Io ero un “semplice” candidato nel municipio 8 ove ero residente.
Una serata elettorale come tante io, ovviamente, giacca e cravatta come “protocollo detta”.
Si avvicina un amico e mi fa: vuoi venire a salutare il presidente?
Io tentenno – non lo nascondo, mi vergognavo un po’ – lo seguo entro in una stanza.
Presenti lui, il presidente, Maria Stella Gelmini, il mio amico ed un altro paio di persone.
Presidente lui è Massimiliano Baglioni è uno dei candidati del nostro schieramento, dice il mio amico.
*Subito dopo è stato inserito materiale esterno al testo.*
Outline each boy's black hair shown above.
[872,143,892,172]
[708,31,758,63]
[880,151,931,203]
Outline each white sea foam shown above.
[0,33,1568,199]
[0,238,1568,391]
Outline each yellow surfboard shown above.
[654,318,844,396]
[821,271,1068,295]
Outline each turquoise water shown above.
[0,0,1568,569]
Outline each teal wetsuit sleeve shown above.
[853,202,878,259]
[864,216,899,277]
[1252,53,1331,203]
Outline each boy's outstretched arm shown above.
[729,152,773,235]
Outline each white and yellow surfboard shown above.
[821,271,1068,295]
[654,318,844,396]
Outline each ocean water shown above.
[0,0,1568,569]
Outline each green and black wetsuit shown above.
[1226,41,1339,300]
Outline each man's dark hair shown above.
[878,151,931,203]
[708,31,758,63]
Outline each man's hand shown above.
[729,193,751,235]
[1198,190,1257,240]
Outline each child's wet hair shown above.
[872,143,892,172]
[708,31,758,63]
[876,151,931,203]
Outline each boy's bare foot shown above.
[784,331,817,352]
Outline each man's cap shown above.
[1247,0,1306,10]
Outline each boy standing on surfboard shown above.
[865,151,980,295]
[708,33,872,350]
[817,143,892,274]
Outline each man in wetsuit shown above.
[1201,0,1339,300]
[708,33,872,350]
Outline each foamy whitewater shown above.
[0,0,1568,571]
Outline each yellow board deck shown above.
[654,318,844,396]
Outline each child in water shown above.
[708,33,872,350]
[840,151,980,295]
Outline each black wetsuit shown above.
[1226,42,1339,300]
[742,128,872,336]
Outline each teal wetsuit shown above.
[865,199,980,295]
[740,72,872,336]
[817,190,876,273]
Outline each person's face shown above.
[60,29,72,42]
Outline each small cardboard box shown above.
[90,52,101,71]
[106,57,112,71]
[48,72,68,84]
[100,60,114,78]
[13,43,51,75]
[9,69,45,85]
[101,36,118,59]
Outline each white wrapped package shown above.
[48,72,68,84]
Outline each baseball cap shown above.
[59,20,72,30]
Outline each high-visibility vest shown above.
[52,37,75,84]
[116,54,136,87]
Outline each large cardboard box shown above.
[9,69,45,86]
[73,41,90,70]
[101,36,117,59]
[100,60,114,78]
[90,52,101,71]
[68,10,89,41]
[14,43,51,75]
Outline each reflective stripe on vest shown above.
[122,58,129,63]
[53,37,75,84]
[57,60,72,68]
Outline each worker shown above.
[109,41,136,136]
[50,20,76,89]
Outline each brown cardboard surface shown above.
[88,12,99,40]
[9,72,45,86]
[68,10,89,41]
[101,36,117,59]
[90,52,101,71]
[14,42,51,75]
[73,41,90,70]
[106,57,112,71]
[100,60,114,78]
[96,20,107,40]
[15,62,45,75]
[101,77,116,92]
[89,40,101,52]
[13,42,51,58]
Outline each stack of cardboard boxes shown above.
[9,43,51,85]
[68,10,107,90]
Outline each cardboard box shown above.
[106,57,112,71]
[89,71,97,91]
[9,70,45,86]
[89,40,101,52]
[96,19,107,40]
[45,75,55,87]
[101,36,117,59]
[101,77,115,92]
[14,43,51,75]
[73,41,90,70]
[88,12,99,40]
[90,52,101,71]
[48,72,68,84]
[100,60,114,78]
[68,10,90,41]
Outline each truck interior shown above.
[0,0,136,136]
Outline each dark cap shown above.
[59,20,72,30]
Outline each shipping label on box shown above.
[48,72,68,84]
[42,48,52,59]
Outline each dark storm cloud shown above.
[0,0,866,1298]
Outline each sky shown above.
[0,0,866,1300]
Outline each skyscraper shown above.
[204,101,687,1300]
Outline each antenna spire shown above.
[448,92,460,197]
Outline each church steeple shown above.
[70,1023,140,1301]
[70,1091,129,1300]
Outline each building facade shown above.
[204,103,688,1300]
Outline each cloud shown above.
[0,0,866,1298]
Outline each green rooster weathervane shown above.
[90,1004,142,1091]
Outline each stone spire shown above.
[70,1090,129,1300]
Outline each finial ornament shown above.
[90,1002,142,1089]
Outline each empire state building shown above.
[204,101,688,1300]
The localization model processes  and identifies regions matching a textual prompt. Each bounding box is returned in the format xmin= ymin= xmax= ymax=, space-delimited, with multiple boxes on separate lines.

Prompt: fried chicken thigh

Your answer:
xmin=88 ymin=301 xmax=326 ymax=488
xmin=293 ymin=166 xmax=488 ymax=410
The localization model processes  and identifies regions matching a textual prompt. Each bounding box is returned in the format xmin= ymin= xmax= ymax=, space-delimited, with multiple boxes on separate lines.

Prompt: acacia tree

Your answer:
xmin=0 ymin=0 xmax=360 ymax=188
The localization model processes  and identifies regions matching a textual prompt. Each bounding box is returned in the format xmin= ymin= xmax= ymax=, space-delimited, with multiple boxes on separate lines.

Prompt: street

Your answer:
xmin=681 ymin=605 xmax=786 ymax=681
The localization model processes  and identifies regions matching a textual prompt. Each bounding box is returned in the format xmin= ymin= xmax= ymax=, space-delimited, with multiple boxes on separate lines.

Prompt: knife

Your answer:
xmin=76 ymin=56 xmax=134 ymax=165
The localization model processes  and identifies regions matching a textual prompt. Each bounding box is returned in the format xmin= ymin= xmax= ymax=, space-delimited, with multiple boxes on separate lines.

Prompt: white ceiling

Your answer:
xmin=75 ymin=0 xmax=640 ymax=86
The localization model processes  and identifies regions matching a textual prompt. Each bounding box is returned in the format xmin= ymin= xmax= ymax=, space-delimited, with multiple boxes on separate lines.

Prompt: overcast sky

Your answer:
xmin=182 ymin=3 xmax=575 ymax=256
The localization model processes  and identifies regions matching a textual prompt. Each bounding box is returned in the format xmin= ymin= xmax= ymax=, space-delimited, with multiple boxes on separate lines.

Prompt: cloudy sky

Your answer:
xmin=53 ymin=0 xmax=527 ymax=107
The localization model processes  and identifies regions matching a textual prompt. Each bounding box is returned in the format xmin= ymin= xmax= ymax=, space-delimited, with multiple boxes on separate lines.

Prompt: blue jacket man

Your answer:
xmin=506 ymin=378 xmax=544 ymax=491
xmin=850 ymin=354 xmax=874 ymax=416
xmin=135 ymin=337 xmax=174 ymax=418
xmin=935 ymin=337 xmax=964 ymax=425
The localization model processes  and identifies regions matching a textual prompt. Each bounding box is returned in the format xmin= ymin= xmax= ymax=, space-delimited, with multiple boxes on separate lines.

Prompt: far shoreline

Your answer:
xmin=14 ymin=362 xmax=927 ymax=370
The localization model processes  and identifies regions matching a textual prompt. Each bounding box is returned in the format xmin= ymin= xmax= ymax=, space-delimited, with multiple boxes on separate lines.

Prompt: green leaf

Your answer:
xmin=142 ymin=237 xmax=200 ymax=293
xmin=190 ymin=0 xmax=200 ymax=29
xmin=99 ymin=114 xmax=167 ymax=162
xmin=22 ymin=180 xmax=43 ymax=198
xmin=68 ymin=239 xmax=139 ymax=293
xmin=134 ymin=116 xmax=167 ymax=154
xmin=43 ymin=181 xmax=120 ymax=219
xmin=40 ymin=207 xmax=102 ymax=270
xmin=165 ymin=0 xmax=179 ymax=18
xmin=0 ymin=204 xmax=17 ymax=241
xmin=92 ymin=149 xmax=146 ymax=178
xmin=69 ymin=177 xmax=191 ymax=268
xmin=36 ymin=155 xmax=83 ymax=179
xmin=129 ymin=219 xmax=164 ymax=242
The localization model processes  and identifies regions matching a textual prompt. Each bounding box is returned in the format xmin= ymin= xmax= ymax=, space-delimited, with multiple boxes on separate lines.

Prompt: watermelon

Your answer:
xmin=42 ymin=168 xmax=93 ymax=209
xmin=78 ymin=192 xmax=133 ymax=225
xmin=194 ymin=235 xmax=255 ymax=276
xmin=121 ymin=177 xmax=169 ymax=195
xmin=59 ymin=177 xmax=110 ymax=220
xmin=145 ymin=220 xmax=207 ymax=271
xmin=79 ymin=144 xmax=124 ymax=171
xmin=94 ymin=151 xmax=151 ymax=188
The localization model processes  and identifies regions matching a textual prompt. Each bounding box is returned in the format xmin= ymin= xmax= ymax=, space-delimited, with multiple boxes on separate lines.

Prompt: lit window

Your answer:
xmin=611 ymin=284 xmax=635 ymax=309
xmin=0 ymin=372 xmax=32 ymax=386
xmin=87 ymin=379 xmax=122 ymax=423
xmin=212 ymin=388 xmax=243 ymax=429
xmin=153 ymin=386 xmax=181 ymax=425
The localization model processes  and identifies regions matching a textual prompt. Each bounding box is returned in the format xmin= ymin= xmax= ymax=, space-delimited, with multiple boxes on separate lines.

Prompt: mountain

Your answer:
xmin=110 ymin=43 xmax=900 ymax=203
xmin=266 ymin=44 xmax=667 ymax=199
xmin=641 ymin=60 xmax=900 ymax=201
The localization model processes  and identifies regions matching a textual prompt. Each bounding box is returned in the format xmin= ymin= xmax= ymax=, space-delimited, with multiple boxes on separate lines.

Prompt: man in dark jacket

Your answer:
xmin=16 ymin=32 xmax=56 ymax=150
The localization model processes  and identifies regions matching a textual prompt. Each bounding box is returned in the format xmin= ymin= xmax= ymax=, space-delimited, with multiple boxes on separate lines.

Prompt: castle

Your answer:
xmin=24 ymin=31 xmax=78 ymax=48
Il presidente mi stringe la mano mi saluta e con un sorriso smagliante mi chiede:
Cosa pensa di me?
Ed io, mai avuti peli sulla lingua, rispondo:
Presidente non mi è particolarmente simpatico, lo ammetto, ma apprezzo in Lei quella Follia che ci unisce in Erasmo da Rotterdam.
Sorride si gira verso la Gelmini e dice:
Mary segna il numero di questo ragazzo, mi piace perché dice ciò che pensa.
Si toglie lo stemma di Forza Italia che aveva sulla giacca e lo appende sulla mia.
Non lo nascondo: sono diventato rosso.

Oggi, ad un anno dalla morte di Silvio Berlusconi riapro il cassetto della mia memoria per ricordare questo italiano che ha fatto della Follia un impero economico, una fede calcistica, una galassia di telecomunicazioni.
Conservo con cura quella spilla simbolo di  un sogno, simbolo di libertà.
Grazie ancora, presidente, ma si ricordi: non mi è, ancora oggi, simpatico.